Generation and OECD Convene Policy Makers And Experts Around “The Midcareer Opportunity”

Generation and the Organization for Economic Co-operation and Development (OECD) brought together close to 100 researchers, advisors, and policymakers, including high-level representatives of six OECD member states, on October 9th at the OECD headquarters in Paris, France. 

The event centred around new research, The Midcareer Opportunity: Meeting the challenges of an ageing workforce, developed by Generation and the OECD and released the same day. The report lays out an analysis of midcareer and older talent (aged 45+) based on a survey of thousands of employers, jobseekers, and employees in eight countries. 

Pamela Druckerman, journalist, Emmy-winning documentary producer and author, welcomed everyone and set the context of the event. She stressed the report’s importance, given the two powerful and persistent trends, longer lifespans and lower birth rates, which all but guarantee that midcareer and older workers will make up an even larger portion of the future workforce.

During his opening speech, Yoshiki Takeuchi, OECD Deputy Secretary-General, addressed the importance of lifelong learning to reduce generational gaps in the workplace. Takeuchi also explained why partnering with Generation to conduct this research was essential for the OECD. 

“Lifelong learning is the new job security,” said the OECD Deputy Secretary-General.

After the opening speech, the report’s findings were presented by Mona Mourshed, Founding Global CEO of Generation, and Shruti Singh, Senior Economist in the Skills and Employment Division of the OECD, who together led the research effort. The presenters acknowledged the support of and Clayton, Dubilier & Rice Foundation, who funded the research in Europe and the United States.

According to Mourshed and Singh, the research shows that not only is the workforce ageing in advanced economies and increasingly in emerging ones, but deep-seated ageism persists. Employers prefer to hire younger people, due to concerns that candidates aged 45+ are less able to adapt to technological changes and learn new skills. 

Those same employers, however, who already have midcareer and older employees consider their performance to be as good or even better than younger peers. This finding demonstrates the persistence of an “age-performance paradox”—the gap between negative perceptions about the performance of older workers held by employers and their actual performance—that needs to be bridged to leverage the midcareer opportunity. 

“When it comes to learning new skills, we see no difference in performance between workers over age 45 and their younger peers,” said Mourshed, referring to Generation’s experience in providing training, job placement, and support to midcareer jobseekers. “We find that learners joining our programs later in life are learning from their younger peers and vice-versa,” she added. 

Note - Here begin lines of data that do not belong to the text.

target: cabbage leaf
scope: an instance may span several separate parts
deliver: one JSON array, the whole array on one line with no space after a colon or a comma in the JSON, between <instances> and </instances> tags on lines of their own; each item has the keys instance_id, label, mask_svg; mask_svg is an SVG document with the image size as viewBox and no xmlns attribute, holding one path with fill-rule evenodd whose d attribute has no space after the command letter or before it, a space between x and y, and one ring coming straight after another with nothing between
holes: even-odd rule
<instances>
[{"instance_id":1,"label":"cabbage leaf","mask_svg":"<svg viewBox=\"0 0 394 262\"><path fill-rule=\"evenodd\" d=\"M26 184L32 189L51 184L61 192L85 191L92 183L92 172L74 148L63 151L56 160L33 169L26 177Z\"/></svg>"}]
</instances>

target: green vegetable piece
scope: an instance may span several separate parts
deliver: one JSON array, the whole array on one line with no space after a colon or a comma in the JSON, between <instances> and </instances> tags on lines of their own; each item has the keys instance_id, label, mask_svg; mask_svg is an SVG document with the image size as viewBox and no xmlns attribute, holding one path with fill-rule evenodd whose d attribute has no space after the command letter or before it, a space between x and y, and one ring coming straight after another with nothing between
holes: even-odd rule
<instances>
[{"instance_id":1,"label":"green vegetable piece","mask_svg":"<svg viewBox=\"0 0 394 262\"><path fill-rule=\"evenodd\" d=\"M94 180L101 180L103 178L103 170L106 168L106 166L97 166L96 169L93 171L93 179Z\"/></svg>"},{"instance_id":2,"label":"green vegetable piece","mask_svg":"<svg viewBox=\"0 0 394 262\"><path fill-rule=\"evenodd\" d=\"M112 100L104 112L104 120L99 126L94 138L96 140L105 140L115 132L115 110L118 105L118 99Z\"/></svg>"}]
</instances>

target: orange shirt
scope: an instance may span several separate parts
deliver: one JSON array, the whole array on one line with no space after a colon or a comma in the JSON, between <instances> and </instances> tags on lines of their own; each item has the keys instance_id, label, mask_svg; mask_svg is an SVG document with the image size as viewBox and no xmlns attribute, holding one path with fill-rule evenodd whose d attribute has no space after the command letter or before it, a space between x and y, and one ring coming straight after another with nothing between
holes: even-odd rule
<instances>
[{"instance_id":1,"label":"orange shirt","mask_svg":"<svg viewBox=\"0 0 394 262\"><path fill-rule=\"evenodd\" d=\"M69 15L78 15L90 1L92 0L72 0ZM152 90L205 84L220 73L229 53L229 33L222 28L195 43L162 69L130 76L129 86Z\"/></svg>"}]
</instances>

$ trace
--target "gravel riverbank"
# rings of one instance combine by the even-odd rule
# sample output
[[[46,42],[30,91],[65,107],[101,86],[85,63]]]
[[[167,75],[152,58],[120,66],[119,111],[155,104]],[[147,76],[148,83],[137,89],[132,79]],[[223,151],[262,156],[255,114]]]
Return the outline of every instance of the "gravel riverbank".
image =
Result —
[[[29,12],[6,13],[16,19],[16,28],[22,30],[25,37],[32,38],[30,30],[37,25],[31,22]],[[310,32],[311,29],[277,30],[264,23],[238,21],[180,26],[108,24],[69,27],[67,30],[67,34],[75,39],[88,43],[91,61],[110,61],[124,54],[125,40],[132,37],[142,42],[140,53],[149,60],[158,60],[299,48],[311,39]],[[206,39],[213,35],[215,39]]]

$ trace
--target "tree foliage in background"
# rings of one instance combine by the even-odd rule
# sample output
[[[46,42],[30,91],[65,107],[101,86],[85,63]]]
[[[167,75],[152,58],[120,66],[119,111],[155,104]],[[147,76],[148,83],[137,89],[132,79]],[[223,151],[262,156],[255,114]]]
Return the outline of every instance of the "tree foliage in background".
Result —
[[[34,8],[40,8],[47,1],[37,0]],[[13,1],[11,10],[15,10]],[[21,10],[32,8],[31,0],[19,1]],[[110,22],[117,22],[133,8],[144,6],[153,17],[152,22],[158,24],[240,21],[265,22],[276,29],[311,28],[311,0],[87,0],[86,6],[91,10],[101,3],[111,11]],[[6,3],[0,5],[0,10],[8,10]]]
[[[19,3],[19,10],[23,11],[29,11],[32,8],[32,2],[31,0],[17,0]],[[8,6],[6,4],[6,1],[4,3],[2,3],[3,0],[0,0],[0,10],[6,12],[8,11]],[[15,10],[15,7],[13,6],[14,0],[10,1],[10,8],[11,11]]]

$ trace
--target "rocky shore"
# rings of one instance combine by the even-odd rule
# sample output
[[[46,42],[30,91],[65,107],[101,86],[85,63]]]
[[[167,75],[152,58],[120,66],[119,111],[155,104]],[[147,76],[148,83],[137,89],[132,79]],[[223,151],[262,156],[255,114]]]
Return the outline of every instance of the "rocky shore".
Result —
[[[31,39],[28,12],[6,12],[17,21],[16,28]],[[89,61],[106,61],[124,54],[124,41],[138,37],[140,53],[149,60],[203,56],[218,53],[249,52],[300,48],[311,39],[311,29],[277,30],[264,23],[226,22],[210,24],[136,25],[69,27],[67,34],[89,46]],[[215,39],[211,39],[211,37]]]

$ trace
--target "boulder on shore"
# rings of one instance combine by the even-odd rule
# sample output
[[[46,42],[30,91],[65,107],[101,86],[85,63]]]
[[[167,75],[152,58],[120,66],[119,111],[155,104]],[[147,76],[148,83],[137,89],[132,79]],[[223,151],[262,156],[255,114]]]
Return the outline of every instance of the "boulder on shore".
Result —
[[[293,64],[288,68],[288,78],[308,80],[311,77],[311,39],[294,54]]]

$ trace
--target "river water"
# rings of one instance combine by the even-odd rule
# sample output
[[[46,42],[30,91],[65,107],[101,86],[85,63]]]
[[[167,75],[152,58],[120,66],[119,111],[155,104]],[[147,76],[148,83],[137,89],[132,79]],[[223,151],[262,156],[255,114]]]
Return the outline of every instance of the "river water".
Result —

The research shows that perceived job search difficulty increases with age, across all education levels. As people age, age is perceived as the number one barrier to employment. The presenters also stressed that job satisfaction declines steadily with age, but that those who recently switched jobs have higher job satisfaction. As workers age, they also face  lower confidence in their chances of finding a new position, especially one they’d be happy with.

Lastly, Mourshed and Singh shared a list of recommendations for employers, policymakers, and older workers to combat ageism in the workplace and empower job seekers at any age.

“The role of the European Union (EU) is to revisit the issues presented in this report and learn from them,” said Maria Jepsen, Deputy Director of European Foundation for the Improvement of Living and Working Conditions (Eurofound), during her comments in response to the research.

Jepsen’s remarks were followed by a panel discussion that included: 

  • Stefano Scarpetta, Director, Directorate Employment, Labour and Social Affairs at the OECD; 
  • Avivah Wittenberg-Cox, renowned speaker & author on life’s four quarters; 
  • Aurélie Feld, President of LHH France & Luxembourg;
  • Inger Paus, Director of European Public Affairs at Google; 
  • Mona Mourshed, Founding Global CEO of Generation.

Some key takeaways from the panel were the importance of mainstreaming a lifelong learning approach, the intersections between the gender and age gap when it comes to some of the main barriers to employment, and the importance of skills-based training and hiring.